Wednesday, 25 July 2012

I'm thinking about Twitter but....

This is a follow-up to my recent presentation at #asme2012 where I tried to convince anyone who was at the conference, and therefore interested in medical education, that they had something to gain from Twitter. These were my 10  reasons, more fully explained here. At the end I asked, "What is stopping you?". Here are some of the queries, and I'll add others as they arise and hopefully you can contribute some questions and answers too.

I'm already swamped by email, etc etc - how would I manage Twitter?
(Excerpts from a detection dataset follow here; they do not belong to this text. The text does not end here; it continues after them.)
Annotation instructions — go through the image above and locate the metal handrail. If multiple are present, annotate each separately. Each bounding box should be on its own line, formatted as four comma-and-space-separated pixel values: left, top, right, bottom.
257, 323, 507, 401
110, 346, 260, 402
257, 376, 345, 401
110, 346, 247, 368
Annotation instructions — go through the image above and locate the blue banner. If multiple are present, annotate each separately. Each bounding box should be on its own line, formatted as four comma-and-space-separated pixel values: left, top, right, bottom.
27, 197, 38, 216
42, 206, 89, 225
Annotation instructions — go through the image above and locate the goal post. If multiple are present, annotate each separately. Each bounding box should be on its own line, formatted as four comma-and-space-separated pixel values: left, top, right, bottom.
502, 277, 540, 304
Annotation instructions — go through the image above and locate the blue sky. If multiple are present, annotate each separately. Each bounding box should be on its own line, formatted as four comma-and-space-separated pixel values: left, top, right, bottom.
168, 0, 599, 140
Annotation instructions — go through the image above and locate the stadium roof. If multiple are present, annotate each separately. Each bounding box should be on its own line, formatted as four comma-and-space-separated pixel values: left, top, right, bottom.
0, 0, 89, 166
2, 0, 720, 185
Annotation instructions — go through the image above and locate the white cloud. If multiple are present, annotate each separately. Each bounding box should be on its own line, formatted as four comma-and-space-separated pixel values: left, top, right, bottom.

Email swamps us because it is hard to discern the messages that we do need to reply to from the junk that we shouldn't have received in the first place. But Twitter is an opt-in service. If you feel swamped by getting a newspaper at the weekend then perhaps this is not for you. You will choose who to follow and how often you want to check if something interesting is waiting there for you to discover, or respond to. But if you don't have time then you can ignore it. No one will be annoyed or upset. If someone really wants to get your attention they probably have other ways of contacting you than by a tweet (the dreaded email!) but you will very likely be surprised by how liberating you find 140 characters. Brevity is your friend!

And if like me you want to explore Twitter for your professional development then you can make some choices. What do you currently do for CPD? Why don't you swap 10% of that time to Twitter and see what return you get on your time investment? (I can make that challenge quite confidently!)

Should I have a personal and a professional account?

I have one account. It makes life easy. I don't feel that I share very much of my personal life but you probably will get a very good sense of what I will be like if you meet me at a conference from my tweets. You won't know how I interact with my family but I don't imagine you are very interested in that. Despite leading quite a public life I like my privacy. I feel that I have reached a happy balance.

Is it a problem that tweets are archived?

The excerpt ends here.